How TeX macros actually work: Part 5

Part 1 Part 2 Part 3 Part 4 Part 5 Part 6

Introduction and overview

In Part 4 we reviewed some basic properties of TeX macros in preparation for the next two articles where we take a close look at the underlying mechanics of TeX macros: specialized token lists. In these final two articles we use diagrams, called node lists, that were prepared from data generated using a specially modified version of Knuth’s original TeX software—those modifications were designed to access internal TeX data structures which are normally inaccessible to the user. By “hooking into” TeX’s internal macro-processing and execution routines it was possible to write out graphical data which enables a more detailed and accurate discussion of TeX’s macro-processing behaviour. Overleaf hopes that these diagrams assist readers to achieve a better understanding of how TeX macros really work.

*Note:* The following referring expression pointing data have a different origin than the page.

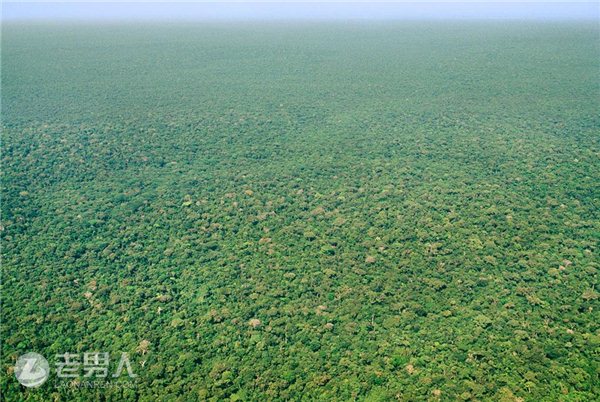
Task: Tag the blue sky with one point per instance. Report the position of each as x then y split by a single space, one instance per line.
249 10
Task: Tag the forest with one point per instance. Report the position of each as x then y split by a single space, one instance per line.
275 212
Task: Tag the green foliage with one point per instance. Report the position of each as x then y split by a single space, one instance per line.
341 212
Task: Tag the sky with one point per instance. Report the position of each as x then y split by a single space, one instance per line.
287 10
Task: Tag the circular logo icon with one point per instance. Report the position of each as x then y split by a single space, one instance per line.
32 370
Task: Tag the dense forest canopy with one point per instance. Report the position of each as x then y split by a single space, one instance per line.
393 211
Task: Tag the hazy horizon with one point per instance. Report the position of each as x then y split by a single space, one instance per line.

Possible additional background reading

Overleaf has already published two token-related articles that provide additional background information on TeX tokens and TeX token lists. Do please take time to check them out if you need to fill any gaps in your understanding and help you get the most from Parts 5 and 6 of this series.

Macros as token lists

When TeX detects a macro-creation command (\def, \edef, \gdef or \xdef) within the input stream it triggers a process which converts both of the sections <parameter text><replacement text> of our macro’s definition into one long token list—but a very particular type of token list.

Token lists for macros are slightly different to other token lists used within TeX because they contain “special” token values that only processes internal to TeX itself can create/generate: those special tokens cannot be directly created by any commands that you can include in your .tex file. TeX creates and uses those “special” token values to help with processing your macro call, as we’ll explore and explain below.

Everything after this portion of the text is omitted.